Question de M. LAURENT Pierre (Paris - CRCE) publiée le 09/01/2020

Question posée en séance publique le 08/01/2020

M. Pierre Laurent. Monsieur le président, mes chers collègues, madame la secrétaire d'État, l'engrenage militaire et guerrier tant redouté entre les États-Unis et l'Iran est désormais enclenché.

L'irresponsabilité de Donald Trump est immense. Après avoir torpillé l'accord sur le nucléaire iranien, il vient, avec l'assassinat ciblé du général Soleimani, de faire le choix délibéré d'attiser une nouvelle fois la guerre dans la région.

La riposte iranienne est la conséquence programmée de cette logique de guerre voulue par le président américain. Le feu vert donné à l'offensive turque en Syrie et peut-être très bientôt en Libye n'en était qu'un sinistre prélude…

La logique américaine est manifestement celle de la guerre sans fin au Moyen-Orient. Les guerres s'enchaînent depuis trente ans et aucun des conflits ne s'est réellement achevé sans que s'ouvre un nouveau front, augmentant sans cesse les destructions des sociétés.

De surcroît, cette logique vient de réussir le tour de force de ressouder la population derrière le régime autoritaire des mollahs en Iran, en reléguant au second plan les puissants mouvements de protestation populaire qui, en Irak, en Iran et au Liban, cherchent des voies de justice et de démocratie nouvelles.

La France, madame la secrétaire d'État, ne doit pas se laisser entraîner dans cette logique. La France ne peut pas s'en tenir à des déclarations appelant à la désescalade sans situer les responsabilités, sans condamner fermement l'initiative illégale prise par Trump, d'ailleurs largement condamnée aux États-Unis.

J'ai trois questions précises à vous poser, madame la secrétaire d'État.

Premièrement, la France exclut-elle réellement tout engagement militaire supplémentaire qui lui ferait emboîter le pas aux Américains ?

Deuxièmement, est-il exact que, dans les contacts au sein de l'OTAN et dans la conversation téléphonique entre le Président de la République et Donald Trump, la France ait assuré le président américain de son plein soutien dans cette affaire ?

Troisièmement, le Gouvernement – je m'adresse aussi au Premier ministre – est-il prêt, en tout état de cause, à titre exceptionnel et compte tenu de la gravité du moment présent, à saisir le Parlement d'une déclaration suivie d'un vote si la question se posait d'autoriser ou non un engagement supplémentaire des forces militaires françaises…


M. le président. Il faut conclure.


M. Pierre Laurent. … aux côtés des forces de l'OTAN ? (Applaudissements sur les travées du groupe CRCE.)
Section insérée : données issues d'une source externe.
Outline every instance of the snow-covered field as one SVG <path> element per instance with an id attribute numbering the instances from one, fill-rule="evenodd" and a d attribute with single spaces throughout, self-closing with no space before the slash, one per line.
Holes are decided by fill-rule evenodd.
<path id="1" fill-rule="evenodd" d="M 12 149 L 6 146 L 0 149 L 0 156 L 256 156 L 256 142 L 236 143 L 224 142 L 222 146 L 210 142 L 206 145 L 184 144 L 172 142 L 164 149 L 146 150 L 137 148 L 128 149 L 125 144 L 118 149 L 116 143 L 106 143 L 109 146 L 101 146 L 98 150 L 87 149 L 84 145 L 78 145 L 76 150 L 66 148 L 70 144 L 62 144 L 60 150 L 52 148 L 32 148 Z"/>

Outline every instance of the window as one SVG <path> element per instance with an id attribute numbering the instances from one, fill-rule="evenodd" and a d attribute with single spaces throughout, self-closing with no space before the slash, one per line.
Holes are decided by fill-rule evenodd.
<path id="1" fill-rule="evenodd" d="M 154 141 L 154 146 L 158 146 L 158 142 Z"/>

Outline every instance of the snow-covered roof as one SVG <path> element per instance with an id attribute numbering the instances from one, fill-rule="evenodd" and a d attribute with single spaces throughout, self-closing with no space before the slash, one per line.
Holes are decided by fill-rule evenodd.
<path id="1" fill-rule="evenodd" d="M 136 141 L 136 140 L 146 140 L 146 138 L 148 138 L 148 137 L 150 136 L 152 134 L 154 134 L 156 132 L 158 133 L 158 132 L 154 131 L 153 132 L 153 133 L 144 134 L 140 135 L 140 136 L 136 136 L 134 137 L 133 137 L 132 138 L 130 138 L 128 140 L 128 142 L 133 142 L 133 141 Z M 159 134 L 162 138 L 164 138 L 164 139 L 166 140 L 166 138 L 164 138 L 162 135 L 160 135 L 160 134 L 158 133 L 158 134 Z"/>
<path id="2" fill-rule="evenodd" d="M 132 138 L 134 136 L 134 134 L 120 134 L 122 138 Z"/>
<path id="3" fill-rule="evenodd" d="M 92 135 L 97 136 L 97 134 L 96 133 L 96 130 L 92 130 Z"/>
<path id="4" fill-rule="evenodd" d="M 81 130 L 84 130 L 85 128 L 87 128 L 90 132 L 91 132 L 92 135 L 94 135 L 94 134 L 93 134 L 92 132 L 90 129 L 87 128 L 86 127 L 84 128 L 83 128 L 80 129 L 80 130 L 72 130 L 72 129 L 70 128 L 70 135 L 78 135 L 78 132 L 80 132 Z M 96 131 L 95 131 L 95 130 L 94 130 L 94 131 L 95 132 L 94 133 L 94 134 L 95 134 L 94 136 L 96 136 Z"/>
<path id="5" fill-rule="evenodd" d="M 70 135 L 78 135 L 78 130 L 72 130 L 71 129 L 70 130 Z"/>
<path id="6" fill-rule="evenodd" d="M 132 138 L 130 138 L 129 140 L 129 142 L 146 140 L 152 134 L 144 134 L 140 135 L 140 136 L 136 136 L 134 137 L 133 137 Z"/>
Réponse du Secrétariat d'État auprès du ministre de l'Europe et des affaires étrangères, chargé des affaires européennes publiée le 09/01/2020

Réponse apportée en séance publique le 08/01/2020

M. le président. La parole est à Mme la secrétaire d'État chargée des affaires européennes.

Mme Amélie de Montchalin, secrétaire d'État auprès du ministre de l'Europe et des affaires étrangères, chargée des affaires européennes. Monsieur le sénateur Pierre Laurent, ce qui est en jeu aujourd'hui est bien, au fond, le résultat d'une mauvaise réaction iranienne à une mauvaise décision américaine de sortir de l'accord sur le nucléaire de 2015, le JCPoA, et d'imposer une logique de sanction maximale.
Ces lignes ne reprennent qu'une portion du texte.